Opponents of the law argue that Chinese authorities — or any nefarious parties — could easily get information on Americans in other ways, including through commercial data brokers that rent or sell personal information. They say the U.S. government hasn't provided public evidence that shows TikTok has shared U.S. user information with Chinese authorities or tinkered with its algorithm for China's benefit.
"Data collection by apps has real consequences for all of our privacy," said Patrick Toomey, deputy director of the ACLU's National Security Project. "But banning one social media platform used by millions of people around the world is not the solution. Instead, we need Congress to pass laws that protect our privacy in the first place."
Jameel Jaffer, executive director of the Knight First Amendment Institute at Columbia University, expects TikTok's lawsuit to succeed.
"The First Amendment means the government can't restrict Americans' access to ideas, information, or media from abroad without a very good reason for it — and no such reason exists here," Jaffer said in a statement.
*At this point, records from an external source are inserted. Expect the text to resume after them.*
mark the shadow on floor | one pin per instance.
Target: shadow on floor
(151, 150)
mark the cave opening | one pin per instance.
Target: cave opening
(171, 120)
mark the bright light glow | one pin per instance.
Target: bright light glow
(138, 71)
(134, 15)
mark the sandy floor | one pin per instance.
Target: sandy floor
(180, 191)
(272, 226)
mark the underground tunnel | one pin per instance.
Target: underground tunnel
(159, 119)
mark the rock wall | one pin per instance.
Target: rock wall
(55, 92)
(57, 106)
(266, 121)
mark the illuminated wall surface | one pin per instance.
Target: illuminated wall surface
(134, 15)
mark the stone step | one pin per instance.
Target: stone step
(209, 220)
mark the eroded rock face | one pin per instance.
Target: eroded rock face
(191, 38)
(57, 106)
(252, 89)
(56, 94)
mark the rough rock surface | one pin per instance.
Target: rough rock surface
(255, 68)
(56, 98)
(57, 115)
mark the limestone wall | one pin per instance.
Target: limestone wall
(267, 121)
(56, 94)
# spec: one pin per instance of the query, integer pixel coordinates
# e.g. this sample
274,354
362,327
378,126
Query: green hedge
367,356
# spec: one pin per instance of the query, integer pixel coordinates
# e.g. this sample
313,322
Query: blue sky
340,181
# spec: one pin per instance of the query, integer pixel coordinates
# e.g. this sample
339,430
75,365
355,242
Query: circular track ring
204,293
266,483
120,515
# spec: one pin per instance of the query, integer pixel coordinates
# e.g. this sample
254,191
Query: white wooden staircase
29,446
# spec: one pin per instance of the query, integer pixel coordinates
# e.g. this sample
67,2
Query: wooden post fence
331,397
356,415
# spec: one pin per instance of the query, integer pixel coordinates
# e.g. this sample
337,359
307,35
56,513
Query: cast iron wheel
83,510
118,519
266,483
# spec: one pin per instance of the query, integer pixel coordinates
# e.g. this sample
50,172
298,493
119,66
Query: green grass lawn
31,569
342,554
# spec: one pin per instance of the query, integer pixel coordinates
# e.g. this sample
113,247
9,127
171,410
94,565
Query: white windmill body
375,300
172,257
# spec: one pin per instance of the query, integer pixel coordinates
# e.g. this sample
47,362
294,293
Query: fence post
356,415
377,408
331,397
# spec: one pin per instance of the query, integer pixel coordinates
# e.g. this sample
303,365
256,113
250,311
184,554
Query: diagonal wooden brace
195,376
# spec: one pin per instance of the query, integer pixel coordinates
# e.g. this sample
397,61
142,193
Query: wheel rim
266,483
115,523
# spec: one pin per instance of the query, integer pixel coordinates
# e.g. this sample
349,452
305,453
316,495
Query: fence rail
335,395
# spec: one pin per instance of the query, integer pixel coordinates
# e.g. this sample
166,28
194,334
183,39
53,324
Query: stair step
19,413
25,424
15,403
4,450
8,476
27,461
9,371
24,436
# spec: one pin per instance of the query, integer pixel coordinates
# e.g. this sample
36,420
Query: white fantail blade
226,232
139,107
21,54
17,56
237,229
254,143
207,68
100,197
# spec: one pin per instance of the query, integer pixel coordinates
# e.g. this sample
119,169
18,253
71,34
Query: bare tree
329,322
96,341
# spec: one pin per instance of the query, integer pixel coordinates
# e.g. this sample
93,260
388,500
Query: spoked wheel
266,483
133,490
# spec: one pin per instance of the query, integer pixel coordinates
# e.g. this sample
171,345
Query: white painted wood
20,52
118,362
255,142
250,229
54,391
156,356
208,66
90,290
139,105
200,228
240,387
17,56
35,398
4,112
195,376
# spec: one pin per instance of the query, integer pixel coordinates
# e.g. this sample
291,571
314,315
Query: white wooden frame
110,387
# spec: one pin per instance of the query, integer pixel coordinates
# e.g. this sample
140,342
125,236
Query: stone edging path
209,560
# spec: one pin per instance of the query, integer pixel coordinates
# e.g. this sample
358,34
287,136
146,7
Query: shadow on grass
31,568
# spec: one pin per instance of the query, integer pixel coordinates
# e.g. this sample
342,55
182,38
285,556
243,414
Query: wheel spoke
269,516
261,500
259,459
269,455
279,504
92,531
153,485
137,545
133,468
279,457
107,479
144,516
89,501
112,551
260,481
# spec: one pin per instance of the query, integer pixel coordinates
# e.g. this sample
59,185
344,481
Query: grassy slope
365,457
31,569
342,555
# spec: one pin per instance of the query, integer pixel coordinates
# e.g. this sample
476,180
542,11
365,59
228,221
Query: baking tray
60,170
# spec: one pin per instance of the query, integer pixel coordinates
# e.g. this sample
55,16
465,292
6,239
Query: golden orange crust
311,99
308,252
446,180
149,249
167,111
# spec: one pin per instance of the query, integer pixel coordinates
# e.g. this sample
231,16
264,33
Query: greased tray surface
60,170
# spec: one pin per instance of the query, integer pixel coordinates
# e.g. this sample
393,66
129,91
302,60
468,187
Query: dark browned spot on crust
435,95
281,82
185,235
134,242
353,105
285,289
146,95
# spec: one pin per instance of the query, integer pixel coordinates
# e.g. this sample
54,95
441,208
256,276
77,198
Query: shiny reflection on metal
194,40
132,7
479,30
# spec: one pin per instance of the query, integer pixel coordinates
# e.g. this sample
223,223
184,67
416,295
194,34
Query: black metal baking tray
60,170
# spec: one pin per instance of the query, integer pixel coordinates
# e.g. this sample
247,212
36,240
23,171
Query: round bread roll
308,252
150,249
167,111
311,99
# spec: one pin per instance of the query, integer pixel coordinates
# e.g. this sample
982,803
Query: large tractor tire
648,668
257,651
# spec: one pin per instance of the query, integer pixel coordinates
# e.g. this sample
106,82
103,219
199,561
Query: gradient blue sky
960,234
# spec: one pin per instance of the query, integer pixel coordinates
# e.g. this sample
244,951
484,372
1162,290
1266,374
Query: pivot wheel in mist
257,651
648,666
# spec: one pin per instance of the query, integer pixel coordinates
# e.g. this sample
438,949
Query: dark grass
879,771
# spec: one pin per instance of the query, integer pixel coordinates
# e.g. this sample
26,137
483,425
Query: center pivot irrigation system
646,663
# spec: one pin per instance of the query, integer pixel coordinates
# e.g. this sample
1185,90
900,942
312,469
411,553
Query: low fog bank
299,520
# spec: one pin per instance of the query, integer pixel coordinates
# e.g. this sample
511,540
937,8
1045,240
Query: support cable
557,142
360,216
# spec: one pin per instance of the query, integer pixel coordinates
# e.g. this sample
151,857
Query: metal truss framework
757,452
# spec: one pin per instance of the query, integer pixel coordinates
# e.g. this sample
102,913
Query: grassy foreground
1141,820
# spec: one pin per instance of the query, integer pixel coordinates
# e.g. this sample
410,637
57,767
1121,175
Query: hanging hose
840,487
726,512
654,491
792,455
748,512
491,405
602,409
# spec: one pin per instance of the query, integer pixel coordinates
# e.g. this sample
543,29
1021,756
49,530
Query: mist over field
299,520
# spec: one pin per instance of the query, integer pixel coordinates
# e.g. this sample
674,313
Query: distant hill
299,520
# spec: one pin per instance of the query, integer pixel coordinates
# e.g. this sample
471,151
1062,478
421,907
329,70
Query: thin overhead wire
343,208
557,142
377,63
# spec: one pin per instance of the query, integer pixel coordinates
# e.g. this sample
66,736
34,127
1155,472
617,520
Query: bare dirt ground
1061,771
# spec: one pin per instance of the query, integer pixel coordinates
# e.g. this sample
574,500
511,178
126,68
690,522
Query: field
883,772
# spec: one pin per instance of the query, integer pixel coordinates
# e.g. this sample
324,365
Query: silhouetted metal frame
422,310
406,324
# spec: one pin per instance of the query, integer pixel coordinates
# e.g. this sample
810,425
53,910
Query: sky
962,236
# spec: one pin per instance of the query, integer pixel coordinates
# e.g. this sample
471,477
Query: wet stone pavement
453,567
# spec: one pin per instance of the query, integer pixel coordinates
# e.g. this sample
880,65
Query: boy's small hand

Although TikTok prevailed in earlier First Amendment challenges, it isn't clear whether the current lawsuit will be as simple.
"The bipartisan nature of this federal law may make judges more likely to defer to a Congressional determination that the company poses a national security risk," said Gautam Hans, a law professor and associate director of the First Amendment Clinic at Cornell University. "Without public discussion of what exactly the risks are, however, it's difficult to determine why the courts should validate such an unprecedented law."